Both men had their ups and downs at Bath. In Foley’s case, a couple of nasty scrapes with relegation were followed by a table-topping campaign and an appearance in the Premiership final at Twickenham, where his side lost narrowly to Wasps. “Those two poor seasons were the most difficult times of my rugby life,” he says, “but because of what I went through, an old-fashioned scrap holds no fear for me now. In fact, I quite like the challenge.”

And Meehan? For all his apparent problems on the man-management front, he proved himself one of the more imaginative coaches in the land, and under his guidance Bath played a distinctive brand of attacking rugby that has proved beyond them since his departure. According to Foley, the Force are slowly learning to express themselves in a rugby language they can call their own. It will be fascinating to see how loudly their game talks against the Lions.

He does not expect to lose many bodies to the Wallaby squad: he says the lock Hugh McMeniman has a shout, feels the loose forwards Richard Brown and Matt Hodgson should be considered – “they’ve both kicked some hide this year” – and is excited by the potential of the young inside back Kyle Godwin and another of his back-rowers, the fast-improving Angus Cottrell. But in all likelihood he will be able to throw his first team at the Lions, thereby giving them an early and extremely thorough examination.
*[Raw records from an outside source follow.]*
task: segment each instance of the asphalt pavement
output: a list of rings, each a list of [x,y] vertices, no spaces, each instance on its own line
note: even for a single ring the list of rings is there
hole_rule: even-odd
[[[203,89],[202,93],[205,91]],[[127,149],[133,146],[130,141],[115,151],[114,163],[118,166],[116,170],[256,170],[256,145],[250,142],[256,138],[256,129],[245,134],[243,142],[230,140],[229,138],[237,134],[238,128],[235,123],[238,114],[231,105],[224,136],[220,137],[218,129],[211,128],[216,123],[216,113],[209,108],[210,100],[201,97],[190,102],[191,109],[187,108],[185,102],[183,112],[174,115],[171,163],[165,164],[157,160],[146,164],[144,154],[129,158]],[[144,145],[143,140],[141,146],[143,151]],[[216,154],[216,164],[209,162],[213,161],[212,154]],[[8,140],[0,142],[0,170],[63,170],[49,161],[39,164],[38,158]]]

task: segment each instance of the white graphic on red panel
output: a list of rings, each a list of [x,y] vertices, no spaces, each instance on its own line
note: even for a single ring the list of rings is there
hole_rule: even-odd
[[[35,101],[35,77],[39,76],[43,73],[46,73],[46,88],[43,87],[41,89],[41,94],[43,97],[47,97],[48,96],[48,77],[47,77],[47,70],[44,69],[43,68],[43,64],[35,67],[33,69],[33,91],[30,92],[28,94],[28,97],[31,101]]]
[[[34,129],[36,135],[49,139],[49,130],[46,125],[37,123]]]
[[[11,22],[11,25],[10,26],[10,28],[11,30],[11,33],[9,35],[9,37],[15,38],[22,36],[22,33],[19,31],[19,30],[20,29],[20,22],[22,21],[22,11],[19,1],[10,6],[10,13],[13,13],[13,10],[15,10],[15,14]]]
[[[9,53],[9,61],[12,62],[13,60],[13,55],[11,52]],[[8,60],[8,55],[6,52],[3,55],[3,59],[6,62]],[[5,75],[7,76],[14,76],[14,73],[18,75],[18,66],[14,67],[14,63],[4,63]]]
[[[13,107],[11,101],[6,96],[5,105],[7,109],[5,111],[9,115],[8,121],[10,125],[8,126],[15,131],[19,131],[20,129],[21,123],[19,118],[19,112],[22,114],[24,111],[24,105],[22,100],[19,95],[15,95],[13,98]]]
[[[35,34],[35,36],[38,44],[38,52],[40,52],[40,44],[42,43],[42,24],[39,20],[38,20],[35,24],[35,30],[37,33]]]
So how does he feel the Wallabies will approach the forthcoming challenge? “It seems to me,” Foley replies, “that they can do it in one of two ways, and we won’t know which until we see the selection. It would be possible for Robbie Deans [the New Zealander who coaches Australia] to pick an extremely physical back division. If he goes for a really aggressive tackler at centre like Pat McCabe, it will give us an indication of how he’s going to play it. There again, someone like Christian Leali’ifano, who is performing outstandingly well in Super 15, would bring a completely different skill set. I think there’s a greater depth and range in Wallaby rugby now. It’s more difficult for opponents to predict how we’ll shape up.

“This much I know: the Wallabies will be more competitive in the scrum than a lot of people up your way assume, and the contest at the breakdown will be ferocious. The tackle area is something the Australians want to make theirs, because whoever gets on the front foot at the point of contact most often over the course of the series will almost certainly win it.”

Perth pastings: Roaring Lions

1966: Western Australia 3-60 Lions

John Robins’ tourists cantered to victory on their first visit to the city, 36 years after first facing the side at Brennan Park. Scot Sandy Hinshelwood and Ireland’s Jerry Walsh both went over three times, while Don Rutherford kicked 18 points.

1989: Western Australia 0-44 Lions

Irishman Brendan Mullin contributed three tries and Rory Underwood two for Ian McGeechan’s side as the Lions began a tour in which they would beat Australia 2-1.

2001: Western Australia 10-116 Lions

Hat-tricks from Scott Quinnell and Dan Luger, with three other players going over twice, added to Ronan O’Gara’s 13 conversions as Graham Henry’s side got off to a flyer on an ultimately unsuccessful tour.